The most important modern-day lifestyle factors that influence high blood pressure are cigarette smoking, obesity, a diet high in salt and physical inactivity.
Cigarette smoking is a big factor influencing blood pressure since it injures the blood vessel walls and speeds up the hardening of the arteries. It is not linked directly to hypertension but the plaque that builds up on the artery walls means the heart has to work harder to pump blood around the body. This increased workload increases the force on the artery walls. Blood pressure does rise temporarily after smoking but doesn’t keep it high, it’s the consistent use of cigarettes that eventually take their toll. Giving up smoking is therefore one of the most sensible lifestyle changes you can make to avoid and reduce hypertension.

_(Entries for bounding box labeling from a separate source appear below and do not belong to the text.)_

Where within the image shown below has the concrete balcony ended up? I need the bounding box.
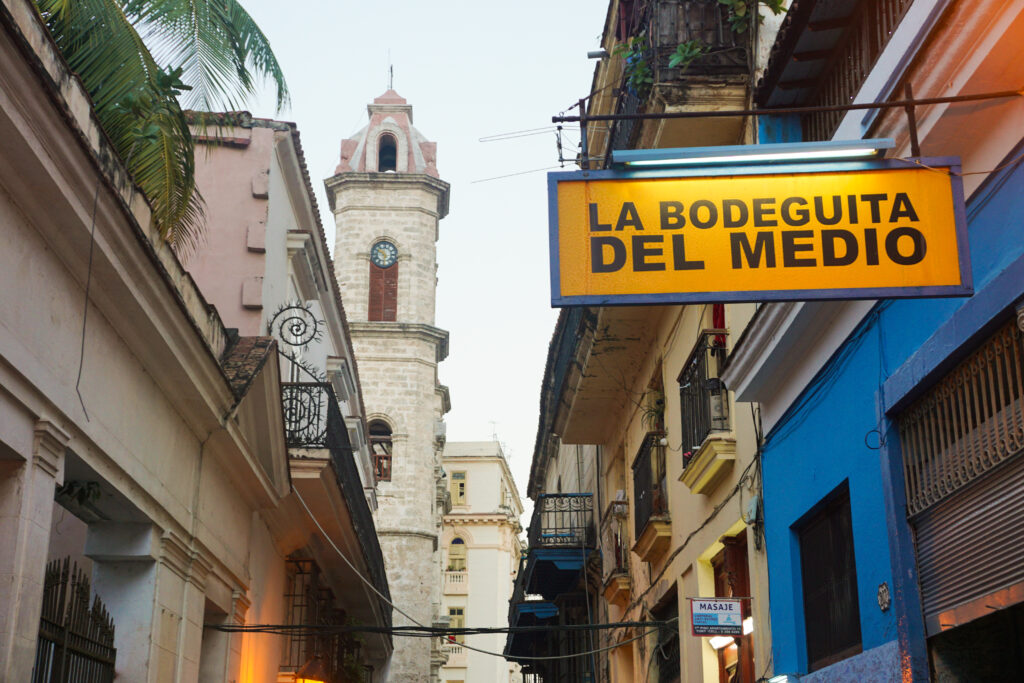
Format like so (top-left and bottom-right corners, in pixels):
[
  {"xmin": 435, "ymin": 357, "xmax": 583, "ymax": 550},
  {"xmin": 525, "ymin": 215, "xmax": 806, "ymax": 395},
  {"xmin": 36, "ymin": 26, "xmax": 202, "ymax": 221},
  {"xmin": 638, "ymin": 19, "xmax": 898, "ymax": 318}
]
[{"xmin": 444, "ymin": 569, "xmax": 469, "ymax": 595}]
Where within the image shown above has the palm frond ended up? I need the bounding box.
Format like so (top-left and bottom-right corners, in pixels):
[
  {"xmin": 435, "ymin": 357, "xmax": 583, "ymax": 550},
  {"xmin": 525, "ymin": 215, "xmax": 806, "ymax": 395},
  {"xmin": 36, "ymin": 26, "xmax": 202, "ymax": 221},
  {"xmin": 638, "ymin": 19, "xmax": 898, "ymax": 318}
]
[
  {"xmin": 36, "ymin": 0, "xmax": 204, "ymax": 245},
  {"xmin": 116, "ymin": 0, "xmax": 289, "ymax": 112}
]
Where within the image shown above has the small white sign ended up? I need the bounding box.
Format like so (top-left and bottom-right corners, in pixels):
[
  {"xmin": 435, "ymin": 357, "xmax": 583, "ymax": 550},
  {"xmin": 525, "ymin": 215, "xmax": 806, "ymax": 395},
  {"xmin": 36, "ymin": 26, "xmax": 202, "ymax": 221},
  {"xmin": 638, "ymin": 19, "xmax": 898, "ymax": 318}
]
[{"xmin": 690, "ymin": 598, "xmax": 743, "ymax": 636}]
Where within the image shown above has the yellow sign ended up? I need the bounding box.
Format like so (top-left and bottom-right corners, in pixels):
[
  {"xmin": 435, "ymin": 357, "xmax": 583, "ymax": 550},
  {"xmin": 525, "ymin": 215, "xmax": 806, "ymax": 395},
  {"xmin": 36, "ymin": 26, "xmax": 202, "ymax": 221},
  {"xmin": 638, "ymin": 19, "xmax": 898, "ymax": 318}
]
[{"xmin": 551, "ymin": 160, "xmax": 971, "ymax": 305}]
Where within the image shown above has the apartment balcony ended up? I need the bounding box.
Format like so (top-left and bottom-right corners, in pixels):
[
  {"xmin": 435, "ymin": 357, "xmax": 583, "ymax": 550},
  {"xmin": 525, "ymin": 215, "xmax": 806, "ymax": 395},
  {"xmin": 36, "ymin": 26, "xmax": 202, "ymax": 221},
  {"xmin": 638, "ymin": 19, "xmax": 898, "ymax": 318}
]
[
  {"xmin": 591, "ymin": 0, "xmax": 754, "ymax": 166},
  {"xmin": 679, "ymin": 330, "xmax": 736, "ymax": 496},
  {"xmin": 633, "ymin": 431, "xmax": 672, "ymax": 563},
  {"xmin": 505, "ymin": 555, "xmax": 558, "ymax": 666},
  {"xmin": 281, "ymin": 382, "xmax": 391, "ymax": 627},
  {"xmin": 521, "ymin": 494, "xmax": 596, "ymax": 600},
  {"xmin": 444, "ymin": 569, "xmax": 469, "ymax": 595},
  {"xmin": 441, "ymin": 641, "xmax": 467, "ymax": 667},
  {"xmin": 601, "ymin": 501, "xmax": 632, "ymax": 609}
]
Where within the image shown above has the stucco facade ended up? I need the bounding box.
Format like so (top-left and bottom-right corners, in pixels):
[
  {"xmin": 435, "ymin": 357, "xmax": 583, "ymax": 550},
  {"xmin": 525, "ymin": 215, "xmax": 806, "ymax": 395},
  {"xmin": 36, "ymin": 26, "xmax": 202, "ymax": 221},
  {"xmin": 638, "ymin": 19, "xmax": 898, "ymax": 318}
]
[
  {"xmin": 0, "ymin": 0, "xmax": 390, "ymax": 683},
  {"xmin": 326, "ymin": 90, "xmax": 450, "ymax": 683},
  {"xmin": 441, "ymin": 441, "xmax": 522, "ymax": 683}
]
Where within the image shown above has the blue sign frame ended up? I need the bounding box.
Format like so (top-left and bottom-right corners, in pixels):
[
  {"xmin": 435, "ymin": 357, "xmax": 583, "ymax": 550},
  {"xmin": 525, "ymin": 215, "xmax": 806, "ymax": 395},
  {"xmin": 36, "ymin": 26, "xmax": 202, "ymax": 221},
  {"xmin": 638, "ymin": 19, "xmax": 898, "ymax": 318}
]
[{"xmin": 548, "ymin": 157, "xmax": 974, "ymax": 308}]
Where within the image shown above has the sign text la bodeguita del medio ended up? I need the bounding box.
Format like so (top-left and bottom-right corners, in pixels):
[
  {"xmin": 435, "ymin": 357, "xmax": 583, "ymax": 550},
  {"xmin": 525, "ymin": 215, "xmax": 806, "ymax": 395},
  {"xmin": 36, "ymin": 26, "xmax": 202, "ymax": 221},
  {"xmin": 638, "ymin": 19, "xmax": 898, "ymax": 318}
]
[{"xmin": 549, "ymin": 160, "xmax": 971, "ymax": 305}]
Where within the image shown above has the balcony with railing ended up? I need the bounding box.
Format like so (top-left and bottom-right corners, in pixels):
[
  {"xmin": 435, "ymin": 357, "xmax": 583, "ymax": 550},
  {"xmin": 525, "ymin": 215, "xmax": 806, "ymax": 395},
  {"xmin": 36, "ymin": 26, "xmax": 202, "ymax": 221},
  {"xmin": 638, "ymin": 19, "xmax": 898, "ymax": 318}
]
[
  {"xmin": 601, "ymin": 501, "xmax": 631, "ymax": 608},
  {"xmin": 679, "ymin": 329, "xmax": 736, "ymax": 494},
  {"xmin": 528, "ymin": 494, "xmax": 594, "ymax": 549},
  {"xmin": 444, "ymin": 569, "xmax": 469, "ymax": 595},
  {"xmin": 633, "ymin": 431, "xmax": 672, "ymax": 562},
  {"xmin": 505, "ymin": 554, "xmax": 558, "ymax": 665},
  {"xmin": 280, "ymin": 558, "xmax": 365, "ymax": 681},
  {"xmin": 509, "ymin": 494, "xmax": 597, "ymax": 600},
  {"xmin": 592, "ymin": 0, "xmax": 754, "ymax": 165},
  {"xmin": 281, "ymin": 382, "xmax": 391, "ymax": 627}
]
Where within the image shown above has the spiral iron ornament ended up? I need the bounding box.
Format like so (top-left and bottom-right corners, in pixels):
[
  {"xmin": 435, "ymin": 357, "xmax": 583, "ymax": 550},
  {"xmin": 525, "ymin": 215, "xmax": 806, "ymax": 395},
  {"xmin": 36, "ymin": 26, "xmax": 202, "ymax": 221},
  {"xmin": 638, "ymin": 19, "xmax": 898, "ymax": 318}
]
[{"xmin": 269, "ymin": 303, "xmax": 324, "ymax": 349}]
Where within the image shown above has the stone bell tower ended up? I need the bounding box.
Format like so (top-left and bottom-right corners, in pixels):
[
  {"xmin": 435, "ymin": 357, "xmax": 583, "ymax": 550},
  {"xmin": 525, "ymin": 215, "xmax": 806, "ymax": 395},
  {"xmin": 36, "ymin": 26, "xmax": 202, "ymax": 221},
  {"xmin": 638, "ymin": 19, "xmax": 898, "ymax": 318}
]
[{"xmin": 326, "ymin": 90, "xmax": 450, "ymax": 683}]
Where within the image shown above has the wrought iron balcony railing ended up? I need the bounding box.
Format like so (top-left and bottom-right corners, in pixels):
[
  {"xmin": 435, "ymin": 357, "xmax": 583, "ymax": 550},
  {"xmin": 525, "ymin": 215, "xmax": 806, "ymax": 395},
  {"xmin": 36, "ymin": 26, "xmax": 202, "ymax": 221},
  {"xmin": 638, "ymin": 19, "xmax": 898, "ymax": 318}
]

Obesity and its effect on blood pressure has been much studied, and researchers have established a link between them. It’s believed that obesity increases cardiac output and blood volume as well as induces the production of insulin. Insulin causes blood vessels to thicken, increasing their rigidity and increasing blood pressure. Being overweight also brings about a reabsorption of water and salt by the kidneys increasing blood volume and blood pressure. Also, being obese causes the body to become more sensitive to sodium, a factor known to constrict the arteries – leading to high BP.
Too much salt in the diet can increase blood pressure and put us at risk of heart attacks and strokes. Salt intake has become more of a problem over recent years due to the rise in processed foods which often contain high levels of sodium. Opting for fresh fruit and vegetable and avoiding processed foods is a good way to reduce salt consumption. The Dietary Guidelines for Americans (DGA) in 2010 recommend reducing salt intake to under 2,300 mg a day. If you suffer from high blood pressure already it’s recommended to reduce intake to less than 1,500 mg per day, a guideline which also applies to people with kidney disease and diabetes.
Physical inactivity and blood pressure are inextricably linked so in order to reduce the risk of high blood pressure and heart disease it’s essential to get more exercise. More and more people fail to get even a moderate level of physical activity during a typical week – in the UK it’s estimated that fewer than 7 out of 10 women and 6 out of 10 men get enough to experience health benefits. Exercise halves the risk of developing heart disease, keeping the heart working normally so that it can pump blood efficiently and keep blood pressure regulated.